In an age when AI can write songs and poems for you, the human edge will come not in what we generate, but in what we save, what we collect, and how we arrange the data. We find this idea in Walter Benjamin, who praises the collector as one who redeems objects, by bringing them into constellation with one another. We find it in the work of Mallarmé, for whom chance is the great anthologist. We find it in Nietzsche’s revisionist philosophy of history, according to which the task of the historian is less to remember the past as it was than to use it, recontextualize it. We find it in the art of Joseph Cornell, for whom art is fundamentally arrangement.

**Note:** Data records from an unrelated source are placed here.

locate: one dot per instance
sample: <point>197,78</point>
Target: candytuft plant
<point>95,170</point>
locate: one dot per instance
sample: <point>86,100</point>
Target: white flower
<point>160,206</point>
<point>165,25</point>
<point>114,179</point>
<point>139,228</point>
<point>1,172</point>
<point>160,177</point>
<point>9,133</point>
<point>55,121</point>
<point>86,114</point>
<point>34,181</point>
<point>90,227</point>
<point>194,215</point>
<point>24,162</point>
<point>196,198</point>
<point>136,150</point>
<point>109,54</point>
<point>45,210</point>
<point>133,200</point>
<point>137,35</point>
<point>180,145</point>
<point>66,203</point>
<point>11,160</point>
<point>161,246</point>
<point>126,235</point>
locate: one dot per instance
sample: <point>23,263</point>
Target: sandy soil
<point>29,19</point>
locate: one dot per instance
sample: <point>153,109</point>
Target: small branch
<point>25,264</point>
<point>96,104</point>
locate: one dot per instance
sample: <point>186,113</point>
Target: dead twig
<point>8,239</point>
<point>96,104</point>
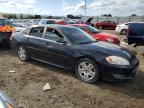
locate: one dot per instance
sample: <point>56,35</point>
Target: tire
<point>22,53</point>
<point>123,32</point>
<point>90,75</point>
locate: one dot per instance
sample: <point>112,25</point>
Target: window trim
<point>55,41</point>
<point>35,36</point>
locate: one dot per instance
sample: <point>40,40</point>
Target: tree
<point>49,17</point>
<point>37,17</point>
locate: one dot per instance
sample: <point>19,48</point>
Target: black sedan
<point>71,48</point>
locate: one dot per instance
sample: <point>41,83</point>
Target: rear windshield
<point>136,30</point>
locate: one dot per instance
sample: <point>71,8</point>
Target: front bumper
<point>111,72</point>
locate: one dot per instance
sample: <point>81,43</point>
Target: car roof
<point>57,26</point>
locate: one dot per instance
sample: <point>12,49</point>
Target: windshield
<point>77,35</point>
<point>90,29</point>
<point>4,22</point>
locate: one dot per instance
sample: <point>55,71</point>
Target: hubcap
<point>22,53</point>
<point>86,70</point>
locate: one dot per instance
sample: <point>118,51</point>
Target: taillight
<point>129,31</point>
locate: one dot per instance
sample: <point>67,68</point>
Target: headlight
<point>117,60</point>
<point>110,40</point>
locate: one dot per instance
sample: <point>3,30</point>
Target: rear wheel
<point>123,32</point>
<point>87,70</point>
<point>22,53</point>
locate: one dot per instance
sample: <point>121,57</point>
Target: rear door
<point>61,54</point>
<point>136,34</point>
<point>36,43</point>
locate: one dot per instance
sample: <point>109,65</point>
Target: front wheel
<point>22,53</point>
<point>87,70</point>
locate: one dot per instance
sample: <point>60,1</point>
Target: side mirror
<point>62,40</point>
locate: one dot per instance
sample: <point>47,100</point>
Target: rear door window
<point>136,30</point>
<point>37,32</point>
<point>53,35</point>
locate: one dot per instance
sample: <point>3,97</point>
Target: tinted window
<point>77,35</point>
<point>52,34</point>
<point>90,29</point>
<point>37,32</point>
<point>50,22</point>
<point>136,30</point>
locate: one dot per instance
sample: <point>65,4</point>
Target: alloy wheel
<point>86,71</point>
<point>22,53</point>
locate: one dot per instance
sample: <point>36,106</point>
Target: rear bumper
<point>112,73</point>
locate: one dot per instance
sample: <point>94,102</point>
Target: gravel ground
<point>25,85</point>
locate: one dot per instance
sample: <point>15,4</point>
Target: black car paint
<point>136,34</point>
<point>66,55</point>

Academic proponents of Biblical criticism use “R” to refer to the “redactor” of different Biblical sources. The Jewish theologian, Franz Rosenzweig, however, said that “R” refers to Rabbeinu, our teacher, i.e., Moses. What some saw as a kind of argument against the divine authorship of the Torah, Rosenzweig saw as evidence of the divine-human partnership: the greatness of the Torah is not expressed in its words per se, but in its arrangement. What matters is not the diversity of sources, but the unity of their constellation. The work is incomplete without a redactor, thus the redactor is the author, and only a divinely inspired author could redact the Torah in its finished form. What skeptics see as contradictions and inconsistencies, Rosenzweig (and the Midrashic tradition) see as deliberate editorial contributions.

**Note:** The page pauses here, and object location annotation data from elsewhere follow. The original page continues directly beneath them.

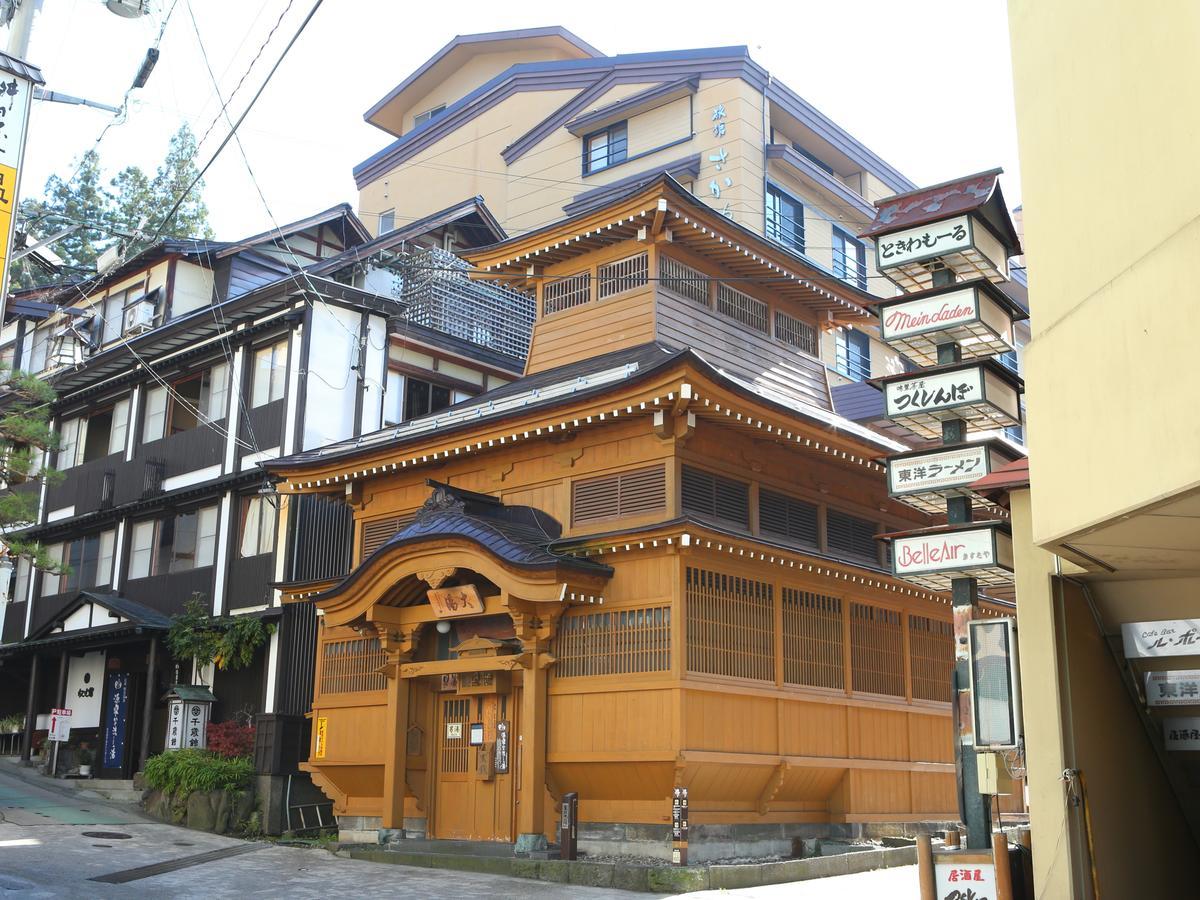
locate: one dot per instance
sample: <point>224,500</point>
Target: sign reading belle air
<point>462,600</point>
<point>947,551</point>
<point>925,241</point>
<point>1179,688</point>
<point>1171,637</point>
<point>937,471</point>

Nietzsche bequeathed us the idea that we should make our lives works of art. If art is arrangement, it is not enough to have experiences, or bursts of inspiration—what matters is the arrangement of life’s variety into a kind of anthology. In this way, nothing is random, or randomness and divine (and artistic) inspiration come together. When reading both literature and memoir, we often see the hand of serendipity (some might say, providence) at work. Whether that is because we are meaning making machines or because there is some mystical force beyond our comprehension, or both, this should give us pause.
The ability to make art out of life requires less creation of something from nothing and more a curator’s sensibility.